Insieme al pane e alla carne, il formaggio è probabilmente l’alimento più consumato e prelibato della Barbagia, la zona più “vera” e selvaggia della Sardegna. Quella che gli Antichi Romani definivano “la terra dei barbari”, era un’unica, misteriosa landa, fatta di montagne, grotte nascoste, selve impenetrabili e gole profonde; la morfologia di queste terre è caratterizzata dai massicci più imponenti della Sardegna: il Gennargentu la cui vetta, chiamata punta La Marmora, raggiunge i 1834 metri, e il Supramonte, che con monte Corrasi si attesta a 1463 metri.
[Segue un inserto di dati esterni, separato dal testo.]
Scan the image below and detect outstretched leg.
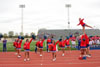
[85,24,93,28]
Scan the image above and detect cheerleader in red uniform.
[65,37,71,52]
[24,38,33,61]
[49,40,57,61]
[78,18,93,33]
[37,38,44,56]
[13,39,18,55]
[80,34,87,58]
[56,38,66,56]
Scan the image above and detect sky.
[0,0,100,34]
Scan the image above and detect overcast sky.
[0,0,100,33]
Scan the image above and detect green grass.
[0,41,77,52]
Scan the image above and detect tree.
[20,32,24,36]
[3,33,8,38]
[25,33,29,38]
[15,33,18,38]
[30,32,35,36]
[8,31,14,38]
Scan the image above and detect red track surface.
[0,50,100,67]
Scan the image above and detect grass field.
[0,41,76,52]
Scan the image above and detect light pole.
[19,4,25,35]
[65,4,71,29]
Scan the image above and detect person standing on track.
[56,38,66,56]
[80,34,87,58]
[47,37,52,52]
[2,38,7,52]
[13,39,18,55]
[77,18,93,33]
[49,40,57,61]
[65,37,71,52]
[37,38,44,56]
[24,38,33,61]
[17,36,24,58]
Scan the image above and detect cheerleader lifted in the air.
[78,18,93,33]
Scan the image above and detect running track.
[0,50,100,67]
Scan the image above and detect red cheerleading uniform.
[13,41,17,47]
[78,19,85,26]
[37,39,44,47]
[49,43,56,51]
[56,40,66,47]
[65,39,70,45]
[36,41,39,47]
[17,40,22,48]
[80,35,87,48]
[24,39,33,50]
[47,39,51,44]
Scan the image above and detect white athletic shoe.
[27,58,30,61]
[18,56,21,58]
[62,54,64,56]
[86,55,91,58]
[15,53,18,55]
[53,58,56,61]
[24,59,26,61]
[40,54,42,56]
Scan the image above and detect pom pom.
[59,39,62,41]
[21,37,24,40]
[44,35,47,39]
[66,37,69,39]
[18,36,21,39]
[32,35,36,39]
[0,34,3,38]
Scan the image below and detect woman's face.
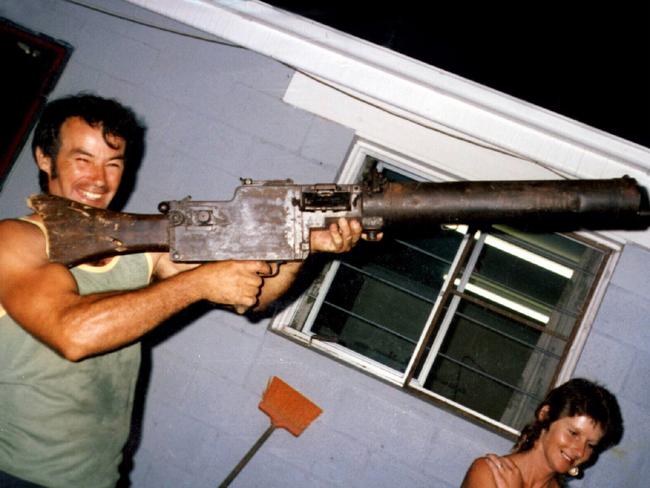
[539,415,604,473]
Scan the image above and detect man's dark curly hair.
[513,378,623,458]
[32,93,146,207]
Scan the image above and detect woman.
[461,378,623,488]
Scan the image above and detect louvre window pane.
[281,151,610,431]
[425,300,563,419]
[418,231,605,429]
[311,231,462,372]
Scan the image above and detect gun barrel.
[363,177,643,227]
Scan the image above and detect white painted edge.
[127,0,650,173]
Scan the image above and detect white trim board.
[128,0,650,247]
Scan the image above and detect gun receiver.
[28,177,647,266]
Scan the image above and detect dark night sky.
[264,0,650,148]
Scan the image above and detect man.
[0,95,361,488]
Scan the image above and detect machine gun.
[28,172,648,266]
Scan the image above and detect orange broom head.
[260,376,323,437]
E così un viaggio alla scoperta della Barbagia non può prescindere dalla conoscenza dei suoi formaggi, prodotti da tempo immemorabile ed esportato da diversi consorzi in tutto il mondo. Quello più conosciuto è sicuramente il pecorino sardo, un formaggio semicotto di consistenza morbida ma compatta; esistono anche pecorini stagionati, dai quali si ricava spesso l’illegale formaggio con i vermi. Tra i formaggi vaccini è obbligatorio assaggiare la taedda, una sorta di provola che arrostita risulta essere una vera leccornia. Tra i cagli, sa frùe viene solitamente servita con pomodori, e allo stesso modo si usa la Merca, un salatissimo formaggio fresco. Il formaggio trova svariati utilizzi in cucina, sia come condimento per la pasta, sia come piatto unico da assaporare durante il pasto, come la ricotta servita su una foglia di lattuga e cosparsa di miele, sia nella preparazione di dolci. La casadina invece è un tortino con formaggio pecorino, mentre la famosissima seada una specie d’enorme raviolo ripieno di formaggio che, dopo essere stato fritto, viene servito con il miele o con lo zucchero.